![JohnSnowLabs](https://nlp.johnsnowlabs.com/assets/images/logo.png)

# Spark NLP
### Multi-class Text Classification
#### By using ClassifierDL

[![Open In Colab](https://colab.research.google.com/assets/colab-badge.svg)](https://colab.research.google.com/github/JohnSnowLabs/spark-nlp-workshop/blob/master/jupyter/training/english/classification/ClassifierDL_Train_and_Evaluate.ipynb)

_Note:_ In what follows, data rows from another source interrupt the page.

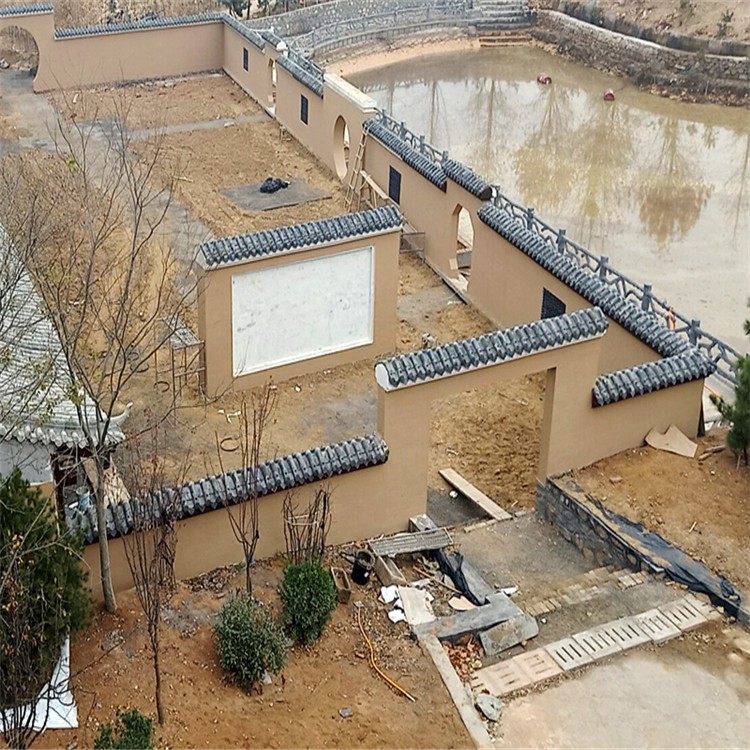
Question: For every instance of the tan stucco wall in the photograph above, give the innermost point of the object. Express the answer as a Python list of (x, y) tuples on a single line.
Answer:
[(215, 314)]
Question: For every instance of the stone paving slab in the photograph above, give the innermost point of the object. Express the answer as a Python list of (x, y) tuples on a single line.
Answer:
[(683, 614), (627, 633), (656, 626), (568, 654), (597, 643)]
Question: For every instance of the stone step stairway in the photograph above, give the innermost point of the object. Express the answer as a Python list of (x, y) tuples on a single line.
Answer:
[(503, 14), (588, 647)]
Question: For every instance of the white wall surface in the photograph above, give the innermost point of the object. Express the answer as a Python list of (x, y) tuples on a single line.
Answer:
[(302, 310)]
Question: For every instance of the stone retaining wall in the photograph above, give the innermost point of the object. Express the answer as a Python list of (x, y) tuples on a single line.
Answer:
[(644, 62)]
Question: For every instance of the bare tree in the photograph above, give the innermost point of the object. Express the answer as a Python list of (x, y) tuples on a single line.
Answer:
[(305, 531), (151, 541), (112, 289), (243, 484)]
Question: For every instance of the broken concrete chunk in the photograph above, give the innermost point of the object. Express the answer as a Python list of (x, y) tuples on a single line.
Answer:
[(490, 706), (507, 634)]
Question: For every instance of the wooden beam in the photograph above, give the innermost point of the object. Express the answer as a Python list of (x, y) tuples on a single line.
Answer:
[(469, 490)]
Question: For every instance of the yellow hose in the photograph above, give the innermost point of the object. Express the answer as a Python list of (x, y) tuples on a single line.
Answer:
[(391, 682)]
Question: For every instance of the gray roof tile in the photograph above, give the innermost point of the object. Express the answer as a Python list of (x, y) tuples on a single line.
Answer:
[(467, 178), (282, 239), (651, 376), (489, 349), (140, 25), (429, 169), (277, 475)]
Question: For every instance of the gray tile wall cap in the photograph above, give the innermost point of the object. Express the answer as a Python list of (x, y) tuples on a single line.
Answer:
[(225, 250), (627, 313), (142, 25), (278, 475), (26, 10), (252, 36), (489, 349), (651, 376), (305, 77), (429, 169), (467, 178)]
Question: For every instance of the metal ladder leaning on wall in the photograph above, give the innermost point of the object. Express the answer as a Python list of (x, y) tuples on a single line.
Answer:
[(353, 189)]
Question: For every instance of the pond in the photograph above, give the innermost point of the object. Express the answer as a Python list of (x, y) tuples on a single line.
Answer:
[(661, 187)]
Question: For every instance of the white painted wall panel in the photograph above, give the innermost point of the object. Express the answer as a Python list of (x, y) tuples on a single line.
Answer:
[(302, 310)]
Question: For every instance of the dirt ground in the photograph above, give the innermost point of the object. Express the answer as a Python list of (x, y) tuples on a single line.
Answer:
[(694, 17), (702, 506), (301, 707)]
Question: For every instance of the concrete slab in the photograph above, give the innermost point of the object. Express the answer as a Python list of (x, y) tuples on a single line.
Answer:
[(568, 654), (656, 626), (597, 643), (501, 679), (249, 197), (683, 614)]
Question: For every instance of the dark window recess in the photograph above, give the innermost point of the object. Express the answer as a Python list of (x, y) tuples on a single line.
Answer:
[(394, 185), (551, 306)]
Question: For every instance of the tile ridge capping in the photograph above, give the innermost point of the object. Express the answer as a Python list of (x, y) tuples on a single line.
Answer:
[(643, 325), (486, 350), (429, 169), (275, 475), (223, 251), (650, 377)]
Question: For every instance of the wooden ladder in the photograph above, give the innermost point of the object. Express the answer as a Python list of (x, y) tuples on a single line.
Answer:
[(353, 188)]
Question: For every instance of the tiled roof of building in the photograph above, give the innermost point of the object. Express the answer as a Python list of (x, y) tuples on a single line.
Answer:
[(282, 239), (467, 178), (278, 475), (252, 36), (26, 10), (302, 73), (139, 25), (489, 349), (429, 169), (651, 376)]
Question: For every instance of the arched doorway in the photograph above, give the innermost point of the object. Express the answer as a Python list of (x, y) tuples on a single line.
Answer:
[(341, 147), (463, 229), (19, 51)]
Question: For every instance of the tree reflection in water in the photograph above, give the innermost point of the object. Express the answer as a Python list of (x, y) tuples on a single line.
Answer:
[(670, 194)]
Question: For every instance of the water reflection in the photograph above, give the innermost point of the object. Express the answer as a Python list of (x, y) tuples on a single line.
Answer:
[(671, 195), (661, 187)]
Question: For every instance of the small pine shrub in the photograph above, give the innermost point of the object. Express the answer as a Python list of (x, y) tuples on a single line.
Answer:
[(132, 731), (308, 596), (249, 640)]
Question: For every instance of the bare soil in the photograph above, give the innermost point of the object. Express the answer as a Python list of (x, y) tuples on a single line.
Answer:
[(300, 709), (702, 506), (693, 17)]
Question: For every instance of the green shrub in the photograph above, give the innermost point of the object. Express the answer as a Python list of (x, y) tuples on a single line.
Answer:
[(249, 641), (308, 596), (132, 731)]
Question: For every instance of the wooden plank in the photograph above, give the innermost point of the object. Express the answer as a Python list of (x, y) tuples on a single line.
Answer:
[(406, 542), (469, 490), (459, 694)]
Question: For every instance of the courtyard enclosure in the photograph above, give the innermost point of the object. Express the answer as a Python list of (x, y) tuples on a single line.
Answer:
[(613, 370)]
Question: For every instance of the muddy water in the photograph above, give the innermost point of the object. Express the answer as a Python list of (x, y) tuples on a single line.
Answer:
[(659, 186)]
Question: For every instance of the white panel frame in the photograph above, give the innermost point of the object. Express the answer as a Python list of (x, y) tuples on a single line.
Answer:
[(256, 295)]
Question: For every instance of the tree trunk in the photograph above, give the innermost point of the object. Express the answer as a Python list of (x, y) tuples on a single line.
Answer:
[(110, 602), (157, 675)]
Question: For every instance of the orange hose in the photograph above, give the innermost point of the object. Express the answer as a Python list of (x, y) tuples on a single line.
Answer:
[(391, 682)]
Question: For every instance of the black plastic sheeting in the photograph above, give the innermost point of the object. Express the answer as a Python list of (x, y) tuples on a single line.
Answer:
[(679, 566), (451, 564)]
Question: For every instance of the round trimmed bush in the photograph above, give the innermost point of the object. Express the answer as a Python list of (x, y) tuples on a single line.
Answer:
[(308, 596), (249, 641)]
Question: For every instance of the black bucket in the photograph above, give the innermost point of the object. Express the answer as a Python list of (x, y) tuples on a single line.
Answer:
[(364, 562)]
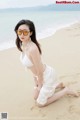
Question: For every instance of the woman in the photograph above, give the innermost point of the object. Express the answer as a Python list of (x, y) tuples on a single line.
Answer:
[(44, 75)]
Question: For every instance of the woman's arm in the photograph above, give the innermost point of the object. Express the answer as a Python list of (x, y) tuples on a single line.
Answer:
[(35, 56)]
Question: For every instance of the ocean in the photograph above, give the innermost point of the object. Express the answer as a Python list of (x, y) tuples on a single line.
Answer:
[(46, 23)]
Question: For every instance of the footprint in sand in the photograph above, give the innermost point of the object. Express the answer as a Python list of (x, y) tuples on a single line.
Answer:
[(74, 109)]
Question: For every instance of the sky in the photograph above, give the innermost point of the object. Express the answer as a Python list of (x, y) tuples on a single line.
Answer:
[(24, 3)]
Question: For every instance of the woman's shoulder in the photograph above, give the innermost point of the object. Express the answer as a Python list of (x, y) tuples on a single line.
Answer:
[(33, 48)]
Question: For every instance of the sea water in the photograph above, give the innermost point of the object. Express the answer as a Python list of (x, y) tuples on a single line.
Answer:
[(46, 23)]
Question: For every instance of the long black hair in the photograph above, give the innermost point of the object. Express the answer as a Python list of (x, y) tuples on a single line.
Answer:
[(31, 26)]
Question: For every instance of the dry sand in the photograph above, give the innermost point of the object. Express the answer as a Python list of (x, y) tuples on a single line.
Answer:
[(61, 51)]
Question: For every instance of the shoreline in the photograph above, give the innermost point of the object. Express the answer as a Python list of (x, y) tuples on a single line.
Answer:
[(61, 51), (51, 33)]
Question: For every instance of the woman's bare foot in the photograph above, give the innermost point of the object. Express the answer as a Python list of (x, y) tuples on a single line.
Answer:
[(61, 85), (71, 92)]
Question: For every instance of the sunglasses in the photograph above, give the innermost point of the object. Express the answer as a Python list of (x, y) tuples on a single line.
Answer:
[(25, 32)]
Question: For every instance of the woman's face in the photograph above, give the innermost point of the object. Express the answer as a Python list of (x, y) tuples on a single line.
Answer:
[(23, 33)]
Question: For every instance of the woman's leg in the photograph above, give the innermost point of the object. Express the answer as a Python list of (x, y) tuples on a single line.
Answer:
[(58, 95), (60, 85), (36, 93)]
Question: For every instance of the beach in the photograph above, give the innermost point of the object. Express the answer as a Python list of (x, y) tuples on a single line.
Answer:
[(61, 51)]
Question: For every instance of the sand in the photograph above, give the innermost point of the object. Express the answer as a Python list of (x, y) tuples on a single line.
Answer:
[(61, 51)]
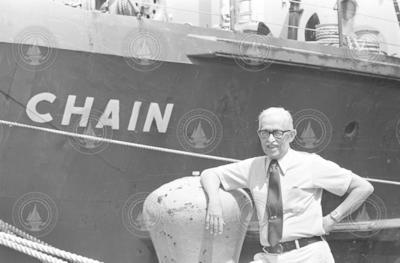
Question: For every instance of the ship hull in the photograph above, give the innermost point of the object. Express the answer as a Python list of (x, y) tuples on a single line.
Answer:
[(90, 188)]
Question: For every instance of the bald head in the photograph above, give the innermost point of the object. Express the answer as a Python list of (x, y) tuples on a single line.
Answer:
[(277, 112)]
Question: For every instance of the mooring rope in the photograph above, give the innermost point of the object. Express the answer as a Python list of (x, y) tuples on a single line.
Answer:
[(12, 237), (149, 147)]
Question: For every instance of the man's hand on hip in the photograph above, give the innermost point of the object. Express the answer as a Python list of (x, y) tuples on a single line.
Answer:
[(214, 220), (327, 223)]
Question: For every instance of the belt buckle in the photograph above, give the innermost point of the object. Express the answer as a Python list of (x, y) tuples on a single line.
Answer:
[(277, 249)]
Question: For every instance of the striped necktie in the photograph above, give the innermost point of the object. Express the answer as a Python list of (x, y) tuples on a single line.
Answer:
[(274, 204)]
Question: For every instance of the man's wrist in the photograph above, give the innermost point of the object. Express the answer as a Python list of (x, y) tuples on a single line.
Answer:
[(335, 216)]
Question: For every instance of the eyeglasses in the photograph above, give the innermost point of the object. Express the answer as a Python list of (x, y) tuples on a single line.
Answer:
[(278, 134)]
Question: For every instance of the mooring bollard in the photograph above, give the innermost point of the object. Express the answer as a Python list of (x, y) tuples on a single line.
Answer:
[(174, 214)]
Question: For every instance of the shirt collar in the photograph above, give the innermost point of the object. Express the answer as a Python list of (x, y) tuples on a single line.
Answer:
[(286, 160)]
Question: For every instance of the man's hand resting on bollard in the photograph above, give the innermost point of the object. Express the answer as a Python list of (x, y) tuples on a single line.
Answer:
[(214, 220)]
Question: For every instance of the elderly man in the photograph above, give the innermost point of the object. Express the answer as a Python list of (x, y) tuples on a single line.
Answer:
[(286, 186)]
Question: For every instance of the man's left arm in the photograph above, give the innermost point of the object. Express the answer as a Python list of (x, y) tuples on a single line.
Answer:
[(358, 191)]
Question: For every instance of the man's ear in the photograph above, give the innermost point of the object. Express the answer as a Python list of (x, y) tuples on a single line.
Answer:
[(292, 134)]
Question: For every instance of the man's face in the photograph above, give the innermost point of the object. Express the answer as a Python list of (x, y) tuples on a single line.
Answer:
[(276, 148)]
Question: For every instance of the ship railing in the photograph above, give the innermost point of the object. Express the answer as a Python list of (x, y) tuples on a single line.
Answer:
[(238, 15)]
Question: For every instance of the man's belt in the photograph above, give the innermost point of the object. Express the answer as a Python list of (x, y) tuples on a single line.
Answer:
[(290, 245)]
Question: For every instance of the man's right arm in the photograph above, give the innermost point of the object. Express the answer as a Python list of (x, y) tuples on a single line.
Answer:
[(230, 176), (214, 217)]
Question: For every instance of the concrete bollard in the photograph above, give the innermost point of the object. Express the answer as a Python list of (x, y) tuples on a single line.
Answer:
[(174, 214)]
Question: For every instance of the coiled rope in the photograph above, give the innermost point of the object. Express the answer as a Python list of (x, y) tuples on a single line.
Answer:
[(16, 239)]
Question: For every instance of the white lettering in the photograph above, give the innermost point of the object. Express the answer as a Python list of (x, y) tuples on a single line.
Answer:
[(31, 107), (70, 109), (154, 113), (110, 116), (134, 115)]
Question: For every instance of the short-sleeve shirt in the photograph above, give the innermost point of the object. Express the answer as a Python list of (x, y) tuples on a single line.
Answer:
[(303, 177)]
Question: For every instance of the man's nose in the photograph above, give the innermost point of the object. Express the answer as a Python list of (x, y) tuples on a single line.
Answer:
[(270, 137)]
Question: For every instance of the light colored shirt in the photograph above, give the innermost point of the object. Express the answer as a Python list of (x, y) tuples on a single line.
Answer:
[(303, 177)]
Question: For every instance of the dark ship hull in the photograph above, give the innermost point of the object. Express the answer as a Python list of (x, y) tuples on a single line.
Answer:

Only run this block if you are inside Google Colab otherwise skip it

In [None]:
# This is only to setup PySpark and Spark NLP on Colab
!wget http://setup.johnsnowlabs.com/colab.sh -O - | bash

In this notebook we are going to check the training logs on the fly. Thus, we start a session with `real_time_output=True`

In [5]:
import sparknlp

spark = sparknlp.start(real_time_output=True)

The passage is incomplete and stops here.